Venirti dietro da nord a sud, percorrendo questo paese ancora punteggiato da tante bandiere tricolori ritirate fuori dai cassetti non per una vittoria della nazionale di calcio, ma semplicemente perché in tanti si sono resi conto che si poteva smettere di vergognarsi per un sentimento chiamato "patriottismo", ci ha dato l'opportunità di riflettere, riflettere su tante cose, nei pochi momenti in cui le vicende di Contador e Nibali, Petacchi e Cavendish, Weening e De Clercq, lasciavano spazio ad altro nelle nostre menti solitamente riempite di ciclismo.

Non ci illudiamo di aver capito meglio l'Italia, in questi giorni e in questo viaggio da Torino a Catania, o forse sì; o piuttosto, non abbiamo avuto altro che delle conferme su cose che sospettavamo, e qualche squarcio di illuminazione su cose che non immaginavamo.

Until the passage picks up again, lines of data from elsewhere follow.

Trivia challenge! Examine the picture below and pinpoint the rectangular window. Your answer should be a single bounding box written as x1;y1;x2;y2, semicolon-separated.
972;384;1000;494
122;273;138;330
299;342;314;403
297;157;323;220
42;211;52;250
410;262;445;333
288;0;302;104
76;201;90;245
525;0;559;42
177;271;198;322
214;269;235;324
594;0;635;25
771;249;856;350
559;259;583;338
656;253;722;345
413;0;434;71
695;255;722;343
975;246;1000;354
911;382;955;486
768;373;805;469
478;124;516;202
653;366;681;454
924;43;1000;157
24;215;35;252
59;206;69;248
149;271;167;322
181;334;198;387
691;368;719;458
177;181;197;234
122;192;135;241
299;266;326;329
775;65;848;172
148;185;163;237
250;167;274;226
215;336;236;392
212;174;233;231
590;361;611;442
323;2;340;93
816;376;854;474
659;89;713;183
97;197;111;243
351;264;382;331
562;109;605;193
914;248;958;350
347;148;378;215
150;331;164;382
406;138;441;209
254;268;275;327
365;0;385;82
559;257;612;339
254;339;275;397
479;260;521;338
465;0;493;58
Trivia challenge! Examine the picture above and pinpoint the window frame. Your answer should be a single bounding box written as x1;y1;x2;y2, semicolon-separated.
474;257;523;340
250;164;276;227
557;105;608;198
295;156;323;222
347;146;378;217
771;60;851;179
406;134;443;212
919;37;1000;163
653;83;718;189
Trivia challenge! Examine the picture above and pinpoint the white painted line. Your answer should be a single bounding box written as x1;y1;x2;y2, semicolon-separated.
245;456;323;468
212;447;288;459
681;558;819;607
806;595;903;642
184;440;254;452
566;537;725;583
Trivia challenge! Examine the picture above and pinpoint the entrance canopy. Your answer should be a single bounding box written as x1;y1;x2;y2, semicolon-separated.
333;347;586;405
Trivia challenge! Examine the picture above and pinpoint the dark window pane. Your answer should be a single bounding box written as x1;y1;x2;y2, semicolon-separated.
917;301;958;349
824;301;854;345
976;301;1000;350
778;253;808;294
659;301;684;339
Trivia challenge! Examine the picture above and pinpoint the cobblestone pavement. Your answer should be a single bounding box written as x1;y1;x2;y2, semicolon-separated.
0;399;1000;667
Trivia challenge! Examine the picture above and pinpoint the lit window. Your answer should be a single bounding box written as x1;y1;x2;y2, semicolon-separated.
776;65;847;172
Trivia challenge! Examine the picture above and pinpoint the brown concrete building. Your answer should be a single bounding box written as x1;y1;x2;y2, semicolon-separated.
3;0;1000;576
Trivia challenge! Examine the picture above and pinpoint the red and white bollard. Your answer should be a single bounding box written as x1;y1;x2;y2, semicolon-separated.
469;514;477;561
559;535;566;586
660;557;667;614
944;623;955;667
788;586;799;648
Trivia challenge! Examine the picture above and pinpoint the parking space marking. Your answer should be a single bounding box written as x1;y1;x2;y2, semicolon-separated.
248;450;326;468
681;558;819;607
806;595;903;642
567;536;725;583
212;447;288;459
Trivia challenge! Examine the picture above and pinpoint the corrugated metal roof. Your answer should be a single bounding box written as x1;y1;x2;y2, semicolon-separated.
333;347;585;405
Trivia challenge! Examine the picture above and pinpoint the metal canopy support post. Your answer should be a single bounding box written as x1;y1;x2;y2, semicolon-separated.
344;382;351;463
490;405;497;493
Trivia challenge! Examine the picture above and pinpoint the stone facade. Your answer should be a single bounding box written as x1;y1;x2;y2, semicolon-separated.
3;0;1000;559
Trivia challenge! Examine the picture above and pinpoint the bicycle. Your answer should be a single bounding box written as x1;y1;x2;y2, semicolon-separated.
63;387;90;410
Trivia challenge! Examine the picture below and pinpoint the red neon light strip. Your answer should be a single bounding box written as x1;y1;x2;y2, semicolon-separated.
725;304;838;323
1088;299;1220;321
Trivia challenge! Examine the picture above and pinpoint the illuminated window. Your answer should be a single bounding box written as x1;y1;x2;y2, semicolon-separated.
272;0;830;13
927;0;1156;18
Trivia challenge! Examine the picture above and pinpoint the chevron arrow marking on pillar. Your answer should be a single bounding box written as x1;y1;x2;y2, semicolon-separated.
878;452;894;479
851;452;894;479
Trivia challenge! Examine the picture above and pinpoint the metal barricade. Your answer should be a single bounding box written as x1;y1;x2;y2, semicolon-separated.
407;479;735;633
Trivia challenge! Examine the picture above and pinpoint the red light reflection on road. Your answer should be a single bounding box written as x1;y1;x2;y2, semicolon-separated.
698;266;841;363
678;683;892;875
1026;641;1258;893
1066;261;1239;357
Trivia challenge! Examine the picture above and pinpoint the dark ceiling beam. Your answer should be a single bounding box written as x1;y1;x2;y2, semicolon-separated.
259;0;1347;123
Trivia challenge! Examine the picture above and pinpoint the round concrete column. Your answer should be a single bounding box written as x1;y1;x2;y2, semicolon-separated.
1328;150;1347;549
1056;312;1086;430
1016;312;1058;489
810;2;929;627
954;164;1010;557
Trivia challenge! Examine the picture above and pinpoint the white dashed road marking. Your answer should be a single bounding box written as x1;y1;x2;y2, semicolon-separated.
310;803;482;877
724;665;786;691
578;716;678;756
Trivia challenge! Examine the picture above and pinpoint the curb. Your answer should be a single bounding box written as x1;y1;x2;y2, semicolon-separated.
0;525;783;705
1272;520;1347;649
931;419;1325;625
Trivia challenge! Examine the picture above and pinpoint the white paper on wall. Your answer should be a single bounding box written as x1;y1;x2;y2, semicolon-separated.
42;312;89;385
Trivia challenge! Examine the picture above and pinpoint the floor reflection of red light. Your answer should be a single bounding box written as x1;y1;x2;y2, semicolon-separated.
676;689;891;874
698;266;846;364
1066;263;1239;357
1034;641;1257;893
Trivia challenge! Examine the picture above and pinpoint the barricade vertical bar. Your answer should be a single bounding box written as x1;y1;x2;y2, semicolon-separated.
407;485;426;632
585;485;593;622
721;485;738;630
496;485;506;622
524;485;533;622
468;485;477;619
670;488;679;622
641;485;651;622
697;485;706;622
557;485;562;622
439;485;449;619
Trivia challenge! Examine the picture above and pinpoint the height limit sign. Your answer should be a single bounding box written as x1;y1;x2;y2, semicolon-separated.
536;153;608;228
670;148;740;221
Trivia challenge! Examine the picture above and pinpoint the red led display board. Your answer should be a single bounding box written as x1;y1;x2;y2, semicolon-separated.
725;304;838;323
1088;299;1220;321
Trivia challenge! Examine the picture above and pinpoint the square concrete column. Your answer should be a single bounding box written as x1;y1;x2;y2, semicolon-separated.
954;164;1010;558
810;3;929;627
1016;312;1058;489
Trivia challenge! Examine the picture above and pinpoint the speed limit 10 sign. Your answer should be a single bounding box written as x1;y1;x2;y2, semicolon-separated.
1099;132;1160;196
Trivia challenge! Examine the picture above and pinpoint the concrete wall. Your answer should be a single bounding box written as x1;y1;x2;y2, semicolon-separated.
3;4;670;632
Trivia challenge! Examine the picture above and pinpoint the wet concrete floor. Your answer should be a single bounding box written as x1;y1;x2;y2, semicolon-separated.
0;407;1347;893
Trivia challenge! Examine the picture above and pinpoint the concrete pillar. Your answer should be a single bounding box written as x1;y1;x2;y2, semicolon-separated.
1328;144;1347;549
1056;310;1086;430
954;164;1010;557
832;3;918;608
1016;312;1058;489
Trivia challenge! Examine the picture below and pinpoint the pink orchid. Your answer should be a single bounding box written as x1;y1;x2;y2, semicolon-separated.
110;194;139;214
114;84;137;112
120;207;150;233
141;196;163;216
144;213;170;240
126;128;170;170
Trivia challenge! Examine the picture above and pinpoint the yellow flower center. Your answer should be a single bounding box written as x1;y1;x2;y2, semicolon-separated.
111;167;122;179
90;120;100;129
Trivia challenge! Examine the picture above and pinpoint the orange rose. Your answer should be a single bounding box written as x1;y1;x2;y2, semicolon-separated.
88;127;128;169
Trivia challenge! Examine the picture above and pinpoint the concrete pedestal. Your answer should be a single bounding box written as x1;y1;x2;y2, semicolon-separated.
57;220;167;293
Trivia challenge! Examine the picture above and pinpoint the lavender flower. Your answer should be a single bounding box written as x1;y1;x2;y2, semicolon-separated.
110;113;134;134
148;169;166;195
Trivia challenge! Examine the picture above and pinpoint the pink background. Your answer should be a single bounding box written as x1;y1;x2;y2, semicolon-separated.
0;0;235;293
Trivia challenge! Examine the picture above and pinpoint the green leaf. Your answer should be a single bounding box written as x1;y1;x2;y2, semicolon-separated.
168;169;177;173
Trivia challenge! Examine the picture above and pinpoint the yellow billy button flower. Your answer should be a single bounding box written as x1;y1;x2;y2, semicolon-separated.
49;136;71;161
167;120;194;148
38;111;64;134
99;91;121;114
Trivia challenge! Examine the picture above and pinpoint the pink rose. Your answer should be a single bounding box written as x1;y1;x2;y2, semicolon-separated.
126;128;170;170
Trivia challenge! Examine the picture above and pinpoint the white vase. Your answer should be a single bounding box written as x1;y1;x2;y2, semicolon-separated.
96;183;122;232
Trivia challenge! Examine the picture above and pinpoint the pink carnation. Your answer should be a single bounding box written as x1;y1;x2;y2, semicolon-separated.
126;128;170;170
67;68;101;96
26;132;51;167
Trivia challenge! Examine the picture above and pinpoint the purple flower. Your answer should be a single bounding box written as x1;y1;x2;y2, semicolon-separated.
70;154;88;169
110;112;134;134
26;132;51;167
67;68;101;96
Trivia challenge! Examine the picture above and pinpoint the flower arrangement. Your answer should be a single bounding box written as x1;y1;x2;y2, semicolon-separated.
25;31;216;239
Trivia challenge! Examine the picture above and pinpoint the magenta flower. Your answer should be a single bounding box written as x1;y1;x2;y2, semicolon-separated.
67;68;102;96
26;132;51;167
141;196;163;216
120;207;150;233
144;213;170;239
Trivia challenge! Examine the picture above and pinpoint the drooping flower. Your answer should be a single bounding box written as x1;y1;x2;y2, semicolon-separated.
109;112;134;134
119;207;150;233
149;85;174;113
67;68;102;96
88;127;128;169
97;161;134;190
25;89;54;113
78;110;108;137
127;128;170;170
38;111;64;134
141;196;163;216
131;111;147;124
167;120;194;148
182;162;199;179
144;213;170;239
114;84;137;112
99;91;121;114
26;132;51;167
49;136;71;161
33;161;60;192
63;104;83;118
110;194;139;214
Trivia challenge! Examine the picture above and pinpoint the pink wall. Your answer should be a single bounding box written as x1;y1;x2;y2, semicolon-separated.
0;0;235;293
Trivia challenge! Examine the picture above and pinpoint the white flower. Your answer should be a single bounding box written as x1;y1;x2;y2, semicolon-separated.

Siamo partiti dalla Reggia di Venaria e non abbiamo potuto fare a meno di ammirarne la magnificenza e di riflettere sul fatto che decenni fa c'erano famiglie (persone) ricchissime che avevano privilegi enormi a fronte di una popolazione in parte povera e in parte poverissima; famiglie che avevano decine di residenze sparse qua e là per il paese, magari per usarle una volta all'anno o anche mai, chissà, forse se le costruivano (o compravano) solo per il gusto collezionistico di averle. Ci diciamo che oggi le cose sono cambiate, ma forse tra 50 anni un Giro d'Italia partirà da Villa Certosa in Sardegna e i nostri successori scriveranno che ancora negli anni '10 del XXI secolo c'erano famiglie (persone) che avevano privilegi enormi - tra cui quello di collezionare ville - a fronte di una popolazione in parte povera e in parte poverissima.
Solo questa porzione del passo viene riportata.